- Três mortes e quatro infecções a bordo do cruzeiro MV Hondius, ancorado próximo a Cabo Verde, com transmissão possivelmente entre passageiros.
- A Organização Mundial da Saúde informou sete casos da hantavírus no navio: dois confirmados em laboratório e cinco suspeitos; o barco partiu de Ushuaia, na Argentina, em março, com expedição pela Antártida.
- O navio transportava cerca de cento e cinquenta passageiros, com passagens entre oitenta e oito mil reais e cento e trinta e nove mil reais; há suspeita de transmissão entre pessoas a bordo.
- O hantavírus é transmitido principalmente por roedores silvestres, através de urina, fezes e saliva; a inalação de aerossóis contaminados é o principal mecanismo de infecção.
- No Brasil, foram registrados dois mil seiscentos sessenta e seis casos entre 1993 e 2024, com quinhentas e quarenta mortes; a maioria ocorre na zona rural.
O hantavírus, transmitido por roedores silvestres, provocou três mortes e quatro infecções a bordo de um cruzeiro no Atlântico, conforme informações da OMS. O navio MV Hondius iniciou a expedição perto de Ushuaia, na Argentina, em março, com paradas em ilhas remotas. A organização considera provável transmissão entre passageiros.
O cruzeiro transportava cerca de 150 passageiros, com maioria de britânicos, americanos e espanhóis. Os relatos apontam que os casos surgiram durante a viagem de observed flight e observação de aves, na rota rumo à Antártida e ao Atlântico Sul. A OMS confirmou dois casos em laboratório e identificou cinco suspeitos.
A hipótese principal é de transmissão entre pessoas a bordo, em contatos próximos entre quem compartilhou cabines. A cepa associada seria Andes, típica de áreas da América do Sul. A propagação entre viajantes é incomum, mas já foi registrada em surtos anteriores da mesma cepa.

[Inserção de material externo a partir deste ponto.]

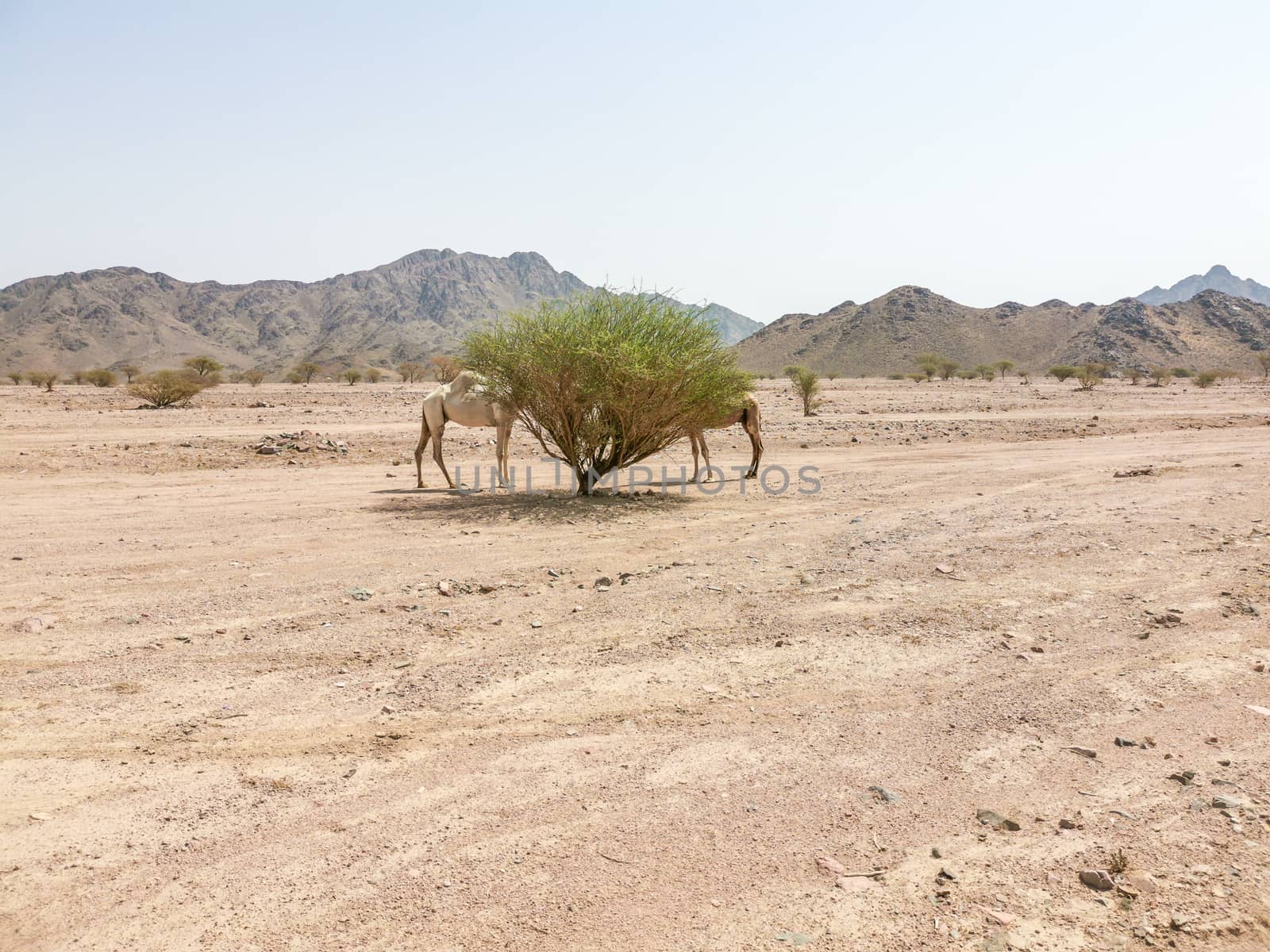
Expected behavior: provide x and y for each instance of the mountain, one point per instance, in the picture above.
(1210, 330)
(414, 308)
(1217, 278)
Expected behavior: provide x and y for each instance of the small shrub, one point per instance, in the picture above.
(410, 371)
(444, 368)
(1087, 380)
(306, 371)
(203, 366)
(167, 389)
(806, 386)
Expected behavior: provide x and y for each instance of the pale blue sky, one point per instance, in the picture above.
(778, 156)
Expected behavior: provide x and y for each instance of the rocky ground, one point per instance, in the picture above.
(978, 692)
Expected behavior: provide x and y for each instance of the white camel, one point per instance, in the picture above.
(464, 401)
(749, 416)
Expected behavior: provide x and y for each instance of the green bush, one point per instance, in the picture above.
(167, 389)
(605, 380)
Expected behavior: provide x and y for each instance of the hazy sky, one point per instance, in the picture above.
(776, 156)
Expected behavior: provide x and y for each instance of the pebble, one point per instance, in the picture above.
(1096, 879)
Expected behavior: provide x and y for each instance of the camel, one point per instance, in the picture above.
(749, 416)
(463, 401)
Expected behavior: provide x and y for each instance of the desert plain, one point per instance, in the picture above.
(289, 702)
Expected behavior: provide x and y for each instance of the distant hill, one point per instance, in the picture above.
(1210, 330)
(410, 309)
(1217, 278)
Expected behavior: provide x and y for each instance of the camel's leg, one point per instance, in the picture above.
(418, 451)
(437, 424)
(756, 441)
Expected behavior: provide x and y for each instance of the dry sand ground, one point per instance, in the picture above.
(207, 743)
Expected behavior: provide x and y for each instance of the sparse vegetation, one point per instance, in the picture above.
(603, 381)
(410, 371)
(164, 389)
(806, 386)
(42, 378)
(305, 371)
(203, 366)
(444, 368)
(1087, 380)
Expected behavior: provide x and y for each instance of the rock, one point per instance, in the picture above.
(990, 818)
(1098, 880)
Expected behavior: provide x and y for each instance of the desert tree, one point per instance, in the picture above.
(806, 387)
(606, 380)
(1060, 372)
(203, 366)
(1087, 380)
(444, 368)
(164, 389)
(42, 378)
(410, 371)
(305, 371)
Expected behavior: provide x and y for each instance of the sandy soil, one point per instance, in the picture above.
(207, 742)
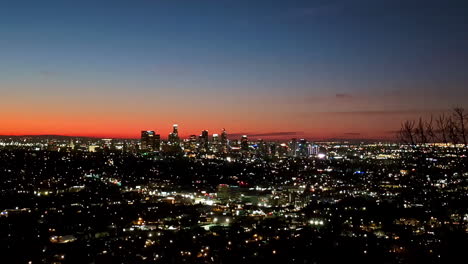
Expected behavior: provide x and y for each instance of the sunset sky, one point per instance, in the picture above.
(271, 68)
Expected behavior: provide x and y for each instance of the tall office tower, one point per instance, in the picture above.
(302, 148)
(204, 140)
(293, 147)
(193, 138)
(215, 138)
(174, 136)
(157, 142)
(244, 143)
(147, 140)
(224, 140)
(313, 150)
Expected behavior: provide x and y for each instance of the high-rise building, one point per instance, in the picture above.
(293, 147)
(174, 136)
(224, 139)
(215, 138)
(204, 140)
(150, 140)
(244, 143)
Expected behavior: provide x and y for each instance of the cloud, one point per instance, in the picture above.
(267, 134)
(48, 73)
(343, 96)
(351, 134)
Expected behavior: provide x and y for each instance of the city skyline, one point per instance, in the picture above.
(324, 69)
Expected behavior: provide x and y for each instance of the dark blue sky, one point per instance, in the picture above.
(273, 59)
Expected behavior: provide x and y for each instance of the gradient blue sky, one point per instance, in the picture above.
(338, 68)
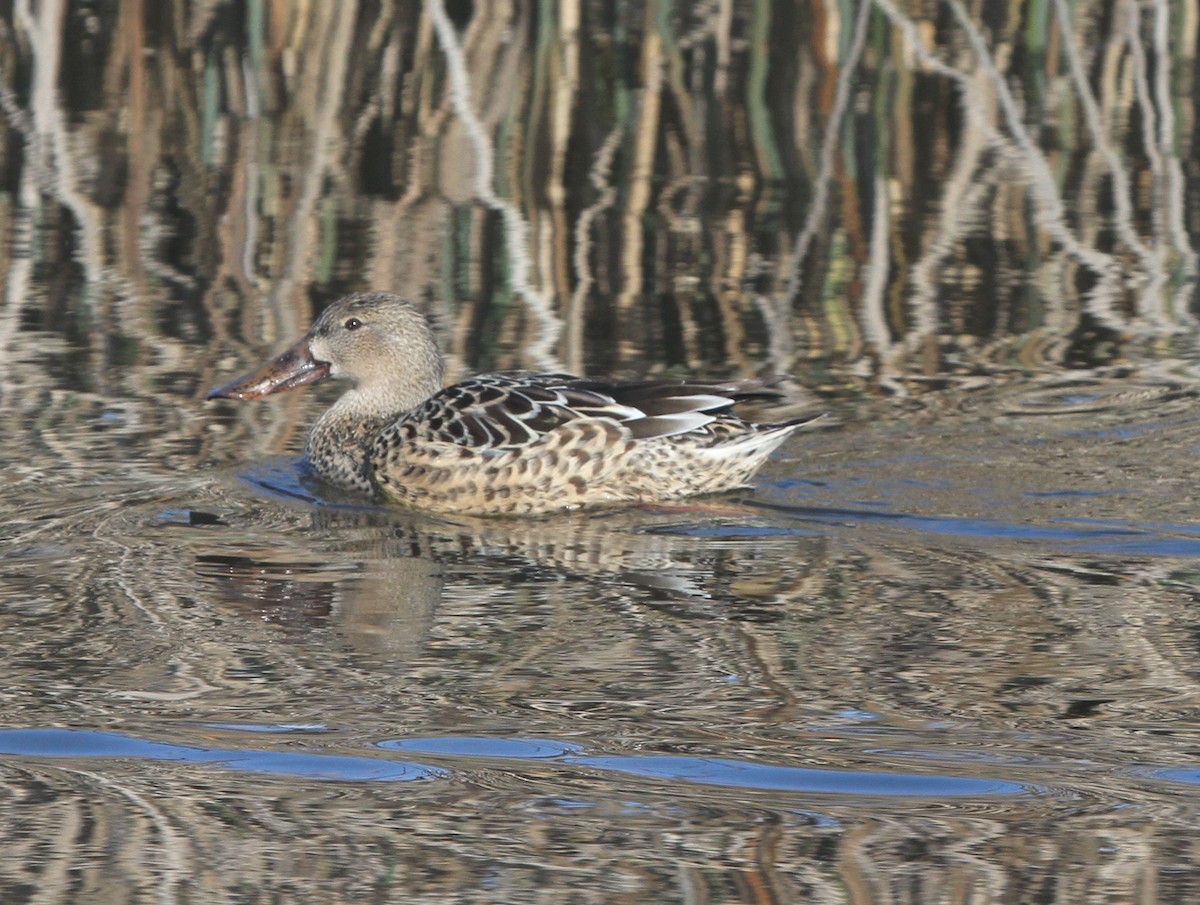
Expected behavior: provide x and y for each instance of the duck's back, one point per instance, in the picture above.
(529, 443)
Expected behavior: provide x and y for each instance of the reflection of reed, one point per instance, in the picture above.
(719, 185)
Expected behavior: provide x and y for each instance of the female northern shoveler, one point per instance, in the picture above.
(503, 443)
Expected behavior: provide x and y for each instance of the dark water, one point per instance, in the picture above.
(945, 651)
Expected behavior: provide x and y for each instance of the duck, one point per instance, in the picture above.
(508, 443)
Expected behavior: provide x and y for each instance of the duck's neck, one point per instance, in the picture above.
(339, 448)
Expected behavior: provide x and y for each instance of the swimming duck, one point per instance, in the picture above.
(503, 443)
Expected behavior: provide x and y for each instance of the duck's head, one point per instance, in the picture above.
(378, 341)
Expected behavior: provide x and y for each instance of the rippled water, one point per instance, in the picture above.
(945, 651)
(910, 661)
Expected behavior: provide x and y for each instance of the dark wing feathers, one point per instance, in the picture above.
(510, 411)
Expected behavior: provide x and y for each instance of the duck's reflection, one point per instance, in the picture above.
(377, 575)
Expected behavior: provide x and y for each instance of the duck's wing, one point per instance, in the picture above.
(502, 412)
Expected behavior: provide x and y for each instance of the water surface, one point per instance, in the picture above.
(943, 651)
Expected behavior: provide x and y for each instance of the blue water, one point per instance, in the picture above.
(705, 771)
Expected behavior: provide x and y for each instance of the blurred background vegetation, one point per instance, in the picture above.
(874, 195)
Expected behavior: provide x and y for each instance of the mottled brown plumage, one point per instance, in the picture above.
(504, 443)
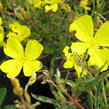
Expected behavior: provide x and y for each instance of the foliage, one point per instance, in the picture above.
(63, 43)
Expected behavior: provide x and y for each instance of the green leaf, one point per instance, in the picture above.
(45, 99)
(66, 106)
(9, 107)
(3, 92)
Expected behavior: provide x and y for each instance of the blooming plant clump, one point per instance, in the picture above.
(60, 46)
(84, 32)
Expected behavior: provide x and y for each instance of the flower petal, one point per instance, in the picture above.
(12, 67)
(99, 57)
(33, 50)
(79, 47)
(69, 63)
(102, 35)
(31, 66)
(53, 7)
(13, 48)
(83, 27)
(1, 36)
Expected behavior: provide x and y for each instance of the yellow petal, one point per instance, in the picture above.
(79, 71)
(15, 27)
(12, 67)
(66, 52)
(13, 48)
(79, 47)
(102, 35)
(31, 66)
(69, 63)
(52, 7)
(99, 57)
(1, 36)
(0, 20)
(33, 50)
(23, 33)
(37, 3)
(83, 27)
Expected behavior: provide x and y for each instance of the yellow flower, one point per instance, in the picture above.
(84, 4)
(20, 59)
(36, 3)
(72, 62)
(52, 5)
(18, 31)
(1, 33)
(84, 32)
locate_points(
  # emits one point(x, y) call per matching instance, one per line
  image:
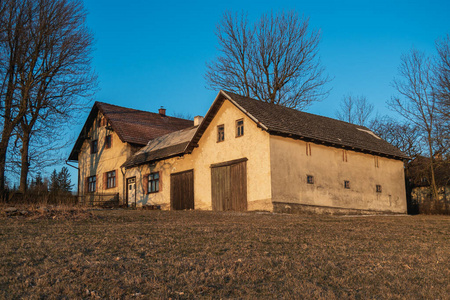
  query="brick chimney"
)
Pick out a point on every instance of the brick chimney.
point(198, 120)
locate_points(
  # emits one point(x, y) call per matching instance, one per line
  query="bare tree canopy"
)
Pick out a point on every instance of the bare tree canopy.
point(274, 60)
point(355, 109)
point(417, 102)
point(443, 73)
point(45, 55)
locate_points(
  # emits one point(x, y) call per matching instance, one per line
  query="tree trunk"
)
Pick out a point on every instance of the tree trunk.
point(434, 192)
point(24, 163)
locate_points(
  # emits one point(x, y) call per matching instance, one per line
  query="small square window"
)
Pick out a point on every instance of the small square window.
point(239, 128)
point(91, 181)
point(220, 133)
point(108, 141)
point(346, 184)
point(94, 146)
point(110, 179)
point(153, 183)
point(378, 188)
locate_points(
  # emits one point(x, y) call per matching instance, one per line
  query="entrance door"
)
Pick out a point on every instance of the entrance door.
point(182, 190)
point(131, 192)
point(229, 185)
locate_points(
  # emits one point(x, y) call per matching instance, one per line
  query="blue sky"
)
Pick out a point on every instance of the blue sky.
point(153, 53)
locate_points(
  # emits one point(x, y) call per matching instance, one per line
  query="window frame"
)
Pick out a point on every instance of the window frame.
point(220, 133)
point(94, 149)
point(108, 141)
point(153, 183)
point(240, 128)
point(347, 184)
point(111, 181)
point(91, 184)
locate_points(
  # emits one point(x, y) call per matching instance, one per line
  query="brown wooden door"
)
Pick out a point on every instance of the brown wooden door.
point(229, 186)
point(182, 190)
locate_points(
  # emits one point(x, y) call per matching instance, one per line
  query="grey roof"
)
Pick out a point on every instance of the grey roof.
point(165, 146)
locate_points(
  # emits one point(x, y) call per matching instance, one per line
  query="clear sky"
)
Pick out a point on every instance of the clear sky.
point(153, 53)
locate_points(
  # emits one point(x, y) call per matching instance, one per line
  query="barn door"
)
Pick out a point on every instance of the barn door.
point(229, 185)
point(182, 190)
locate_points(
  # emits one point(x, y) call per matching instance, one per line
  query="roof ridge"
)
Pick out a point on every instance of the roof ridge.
point(137, 110)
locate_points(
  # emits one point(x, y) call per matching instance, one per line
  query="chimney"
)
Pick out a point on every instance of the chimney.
point(197, 120)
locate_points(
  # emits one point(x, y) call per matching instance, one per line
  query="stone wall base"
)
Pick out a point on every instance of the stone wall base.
point(295, 208)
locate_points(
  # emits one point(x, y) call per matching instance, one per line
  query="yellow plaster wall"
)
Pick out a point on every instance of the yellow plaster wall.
point(254, 145)
point(290, 165)
point(104, 160)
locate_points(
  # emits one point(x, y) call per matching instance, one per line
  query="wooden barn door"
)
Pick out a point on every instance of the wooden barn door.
point(182, 190)
point(229, 185)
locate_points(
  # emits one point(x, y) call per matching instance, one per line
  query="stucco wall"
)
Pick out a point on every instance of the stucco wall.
point(290, 166)
point(254, 145)
point(104, 160)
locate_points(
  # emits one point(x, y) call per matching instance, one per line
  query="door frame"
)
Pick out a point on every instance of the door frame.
point(230, 163)
point(126, 185)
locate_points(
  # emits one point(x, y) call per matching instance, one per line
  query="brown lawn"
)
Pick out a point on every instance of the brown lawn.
point(123, 254)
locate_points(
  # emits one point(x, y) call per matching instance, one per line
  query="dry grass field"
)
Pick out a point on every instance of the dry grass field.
point(123, 254)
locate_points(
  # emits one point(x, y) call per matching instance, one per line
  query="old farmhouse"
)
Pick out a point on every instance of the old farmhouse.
point(246, 155)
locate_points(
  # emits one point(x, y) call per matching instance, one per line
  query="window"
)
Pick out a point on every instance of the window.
point(220, 133)
point(92, 184)
point(108, 141)
point(346, 184)
point(308, 149)
point(94, 146)
point(110, 179)
point(239, 127)
point(153, 183)
point(378, 188)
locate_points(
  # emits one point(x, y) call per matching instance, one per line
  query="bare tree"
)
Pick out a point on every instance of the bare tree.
point(418, 103)
point(276, 60)
point(355, 109)
point(52, 69)
point(442, 69)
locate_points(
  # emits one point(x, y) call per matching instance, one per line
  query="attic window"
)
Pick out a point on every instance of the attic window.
point(239, 127)
point(94, 146)
point(346, 184)
point(108, 141)
point(378, 187)
point(220, 133)
point(91, 184)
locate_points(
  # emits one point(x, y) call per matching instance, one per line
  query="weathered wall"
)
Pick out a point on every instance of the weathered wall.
point(254, 145)
point(104, 160)
point(290, 166)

No Brasil, o hantavírus já é registrado há décadas: 2.377 casos entre 1993 e 2024, com 540 mortes, segundo o Ministério da Saúde. A maioria ocorre em zonas rurais, respondendo por cerca de 70% dos registros. Em 2025 foram notificados 28 casos; em 2026, quatro meses já somam seis.
Os primeiros sintomas aparecem de três a cinco dias após a contaminação, parecendo gripe. Febre alta, dores, náuseas e vômitos aparecem precocemente, dificultando o diagnóstico precoce em ambientes urbanos.
A fase grave, com falência respiratória, pode ocorrer entre 4 e 24 horas após o início de tosse e dificuldade respiratória. Complicações incluem edema pulmonar, hipotensão e taquicardia, com necessidade de UTI e suporte ventilatório. Não há tratamento específico.